That's my understanding of it too, Kris. The configuration is time-multiplexed as you said above. A whole chip configuration context is loaded at very fast rates to allow for this. I guess your question above was about "partial" dynamic reconfiguration, which I am not sure they support.
Good question. There is no foundry relationship between Apple and Intel. The Reuters article from last year was about Intel execs saying they would be glad to get the Apple business if it was available to them. It is not, at this point. And I know many in the industry say that despite those comments, Intel actually would not want to go down that road.
To @sharps_eng: I think Tabula's concept is quite different from what you are describing...I think it works like this (someone correct me if I am wrong, I am just guessing): you get piece of data to chew, you do something with it and send it away...next you get another piece but this time you are supposed to process the data differently so your FPGA re-configures itself to provide that new function and here you go...and then the next piece of data comes etc...you can packet processing done this way quite efficiently but you need to be damn fast in re-configuring your FPGA...Kris
This Intel getting into "foundry" business was been told/advised by a former marketing director of TSMC. Same foresight were given on IDMs providing "foundry/ASIC" services to Design Houses. It had been coming true since 2008, e.g. Apple using SS to make A5, QCOMM using SS to get BB chips, ....etc.

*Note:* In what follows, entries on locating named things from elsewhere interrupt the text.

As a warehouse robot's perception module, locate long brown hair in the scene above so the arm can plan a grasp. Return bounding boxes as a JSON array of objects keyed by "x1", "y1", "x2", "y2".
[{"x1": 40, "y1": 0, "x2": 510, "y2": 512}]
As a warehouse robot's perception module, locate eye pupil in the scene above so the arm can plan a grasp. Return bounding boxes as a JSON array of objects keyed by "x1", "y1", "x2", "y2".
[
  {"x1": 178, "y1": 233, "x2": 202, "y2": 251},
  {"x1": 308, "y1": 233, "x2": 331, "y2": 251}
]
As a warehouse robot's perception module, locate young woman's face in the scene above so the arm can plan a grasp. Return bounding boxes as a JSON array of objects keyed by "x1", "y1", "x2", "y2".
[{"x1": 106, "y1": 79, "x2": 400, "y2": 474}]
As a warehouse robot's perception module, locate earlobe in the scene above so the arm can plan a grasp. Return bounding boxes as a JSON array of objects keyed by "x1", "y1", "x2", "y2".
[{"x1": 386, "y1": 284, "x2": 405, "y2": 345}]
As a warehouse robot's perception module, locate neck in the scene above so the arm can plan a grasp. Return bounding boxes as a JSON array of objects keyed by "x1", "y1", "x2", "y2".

He also predicted trend and actions that those capable companies would do and how landscape would change over time for next 5-10 yrs.

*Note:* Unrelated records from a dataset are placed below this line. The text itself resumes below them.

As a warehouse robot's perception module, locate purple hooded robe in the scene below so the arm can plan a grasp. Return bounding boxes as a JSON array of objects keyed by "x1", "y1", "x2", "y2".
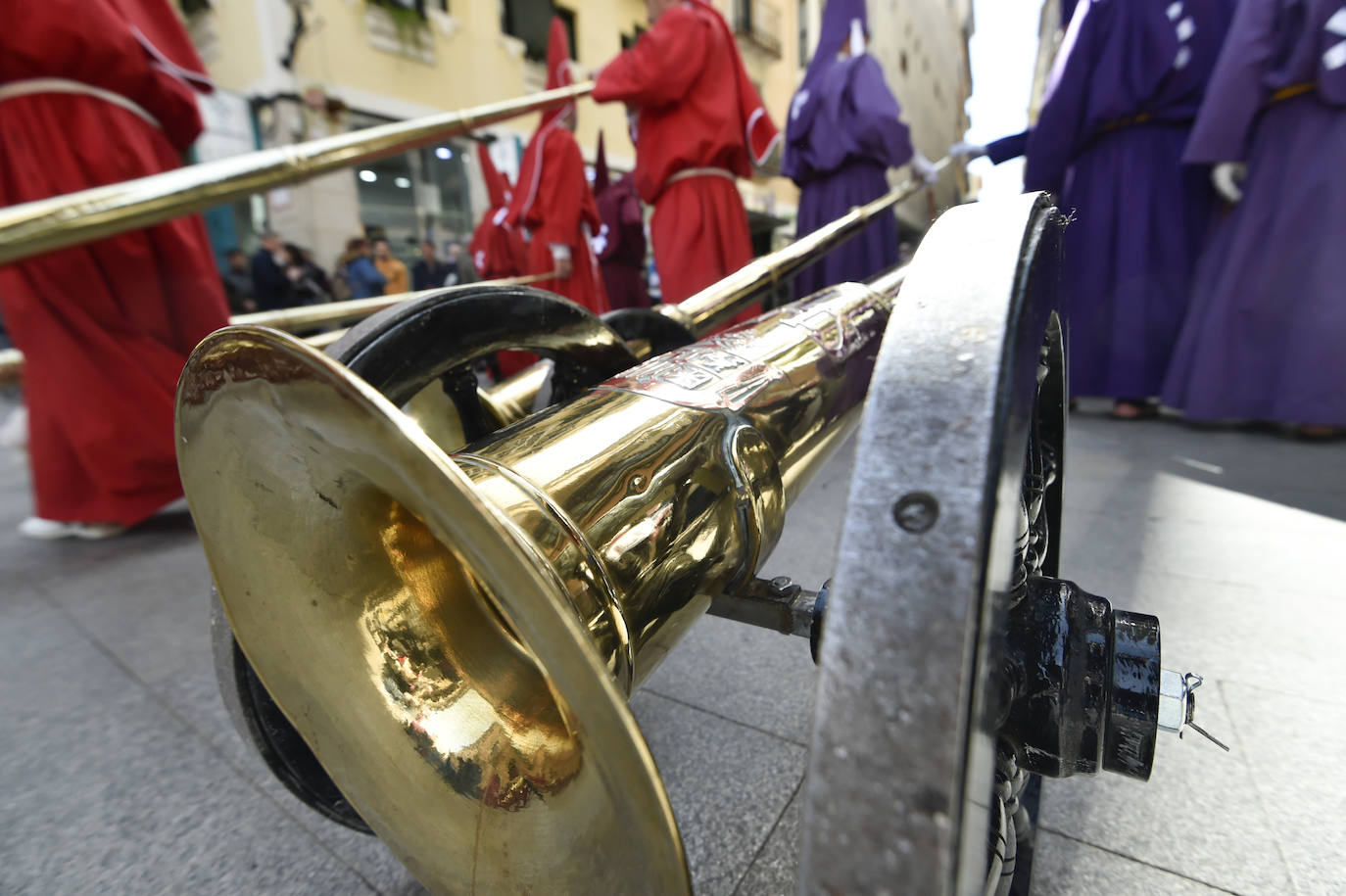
[
  {"x1": 781, "y1": 0, "x2": 913, "y2": 296},
  {"x1": 1025, "y1": 0, "x2": 1233, "y2": 400},
  {"x1": 1165, "y1": 0, "x2": 1346, "y2": 427}
]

TSMC lost him and he was doing great in investment community.
I still struggle with Tabula's concept; although I think I can see why they are going for the fastest (22nm) process they can get.
Serializing (which is time-multiplexing by another name) requires the hardware to have spare speed capacity (your pixel clock runs faster than your frame rate, for an extreme example), and if the hardware could run at full speed in parallel mode then it will out-run any multiplexed solution. The only exception is if there is a bottleneck, like free memory bus cycles becoming available because a CPU is busy, this allows pipelining, but the sidelined hardware must be running, doing something useful, while it is switched out, and it must preserve its state, otherwise it is simply redundant, inefficiently implemented hardware.
You can't re-use registers for multiple tasks unless you preserve state or switch only at stateless or minimum-state nodes in the execution flow, and that is a complex compiler function which is extremely difficult to map to applications efficiently.
The above holds true whatever level of logic granularity you work at; you can only get a net gain from serialization if there is inefficiency to be exploited, and I am not sure Tabula have shown where that inefficiency lies, exactly.
I will have to read further...